Red Wings arena plan called “sham” at public hearing

Hey, it turns out the Detroit city council actually still gets to do stuff, even if its control of the city purse strings has been usurped by a state-appointed emergency manager. Yesterday the council held a public hearing on the $450 million Detroit Red Wings arena project that would get $261.5 million in city development subsidies, and public reaction, according to the Detroit Free Press, was “mixed”:

“Right now we’re in a bankruptcy,” said resident Joann Jackson, who opposes the arena deal. “I feel that there will not be any jobs. You all have said that about the casinos. You all have said that about the ballparks,” yet unemployment in Detroit remains high, she said.

Joel Landy, who owns more than 50 residential and commercial properties north of I-75, said the project should start without delay.

“We couldn’t fill this hole in for another 20 years,” he said. “However, we have to fund it. It’s important to our success.”

Tom Stevens, a member of the group Detroiters Resisting Emergency Management, said he opposes taxpayer support for the project, saying the economic spin-off benefits of sports arenas are not proven and any proposal that relies heavily on public financing “should be greeted with a great deal of public skepticism.”

He said that even with Detroit under control of an emergency manager, “What this shows is nothing has changed. It’s about public money for connected insiders.”

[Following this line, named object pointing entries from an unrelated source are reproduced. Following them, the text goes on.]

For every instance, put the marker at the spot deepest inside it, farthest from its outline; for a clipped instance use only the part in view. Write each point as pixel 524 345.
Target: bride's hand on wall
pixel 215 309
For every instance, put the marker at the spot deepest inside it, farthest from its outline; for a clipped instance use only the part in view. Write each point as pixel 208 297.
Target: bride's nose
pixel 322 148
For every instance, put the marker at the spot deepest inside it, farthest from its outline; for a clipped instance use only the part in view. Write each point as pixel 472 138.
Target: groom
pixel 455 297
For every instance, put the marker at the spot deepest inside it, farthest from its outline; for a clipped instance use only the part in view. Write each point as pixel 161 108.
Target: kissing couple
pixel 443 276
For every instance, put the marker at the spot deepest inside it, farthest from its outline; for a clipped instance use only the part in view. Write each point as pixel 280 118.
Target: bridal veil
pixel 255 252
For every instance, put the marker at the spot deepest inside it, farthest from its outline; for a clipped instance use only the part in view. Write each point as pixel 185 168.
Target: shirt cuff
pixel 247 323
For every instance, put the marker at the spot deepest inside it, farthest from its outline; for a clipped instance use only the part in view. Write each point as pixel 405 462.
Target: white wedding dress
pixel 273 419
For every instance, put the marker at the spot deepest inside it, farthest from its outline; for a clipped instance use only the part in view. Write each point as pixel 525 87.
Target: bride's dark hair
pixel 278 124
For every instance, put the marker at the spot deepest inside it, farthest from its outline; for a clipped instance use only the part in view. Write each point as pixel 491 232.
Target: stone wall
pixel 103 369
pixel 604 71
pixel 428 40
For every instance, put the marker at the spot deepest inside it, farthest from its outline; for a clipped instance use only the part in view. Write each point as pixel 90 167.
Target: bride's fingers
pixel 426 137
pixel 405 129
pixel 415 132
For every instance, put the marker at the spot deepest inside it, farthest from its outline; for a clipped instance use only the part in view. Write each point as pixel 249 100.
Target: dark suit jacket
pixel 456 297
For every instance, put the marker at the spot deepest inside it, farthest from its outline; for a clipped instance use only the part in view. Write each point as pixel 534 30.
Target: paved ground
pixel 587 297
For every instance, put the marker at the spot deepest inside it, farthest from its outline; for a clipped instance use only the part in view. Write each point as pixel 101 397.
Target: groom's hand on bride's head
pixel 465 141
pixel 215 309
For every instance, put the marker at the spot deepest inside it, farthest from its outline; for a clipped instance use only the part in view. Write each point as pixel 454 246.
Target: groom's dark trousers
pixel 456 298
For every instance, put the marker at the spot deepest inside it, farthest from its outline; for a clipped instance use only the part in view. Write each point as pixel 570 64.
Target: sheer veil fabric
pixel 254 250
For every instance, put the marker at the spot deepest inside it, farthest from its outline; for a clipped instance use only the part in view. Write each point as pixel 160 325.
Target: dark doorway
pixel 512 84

The Freep also quoted another downtown property owner who declared, “This whole thing is a sham” (he also criticized the Red Wings development site alongside two highways as being a place where suburbanites can “come into the compound, you can get out, and you don’t have to rub elbows with Detroit”) and a retired teacher who said the project would create jobs and said, “Let’s get it on.” But given that pretty much every council hearing ever has featured at least some people testifying on both sides, it’s tough to tell what the overall tenor was of the public comments.

The council also does apparently have some say in this matter, since even though it doesn’t have to approve the money, it does have to approve a new lease (or rather a “concessions-management agreement”) with the Red Wings before the project can go ahead. Again reading from the Freep, it sounds like councilmembers’ main concern is that Detroit will be compensated for any city land that’s used in the project, which shouldn’t be too high a hurdle. But at least it’s nice that Michigan hasn’t totally disenfrachised Detroit voters — just mostly.


3 comments on “Red Wings arena plan called “sham” at public hearing

  1. Anyone that takes road trips through America can go through cities that have stadiums downtown and see that they do absolutely squat to improve the economy and foot traffic there. In Detroit, traffic during Lions games is so horrendous that all you want to do is get out of there, especially if you have to go to work the next day. Also, Old Tigers stadium and the Joe are already in Detroit, so if they did little to improve the areas around them, what would a new location that pretty much is in the same area as the other ones accomplish?

    It is a sham. People have wised up.

  2. Would that people had wised up, Roger. Unfortunately we live in an age where if you tell a lie often enough, the people whom the public education system failed so badly in their youth will eventually believe that it is true… and further, that it has always been true.

    The “Swift boat veterans for truth” smear was a lie created by two draft dodgers to cast doubt on the relatively distinguished service record of the opposing candidate. I think pretty much everyone knew it was a lie… and it wasn’t even a very good one. But it worked.

    Strange world.

  3. We all know what’s going to happen. Ilitch will get his shiny new toy that he doesn’t need, taxpayers will end up paying for it even tho they can’t afford it & everyone suffers except Red Wings fans tho they will be paying much more in tickets prices.
    They honestly could have not picked a worse time to propose a new stadium. But it just shows you how crooked cities are. This line should make people angry & protest in the streets:
    “He said that even with Detroit under control of an emergency manager, ‘What this shows is nothing has changed. It’s about public money for connected insiders’.”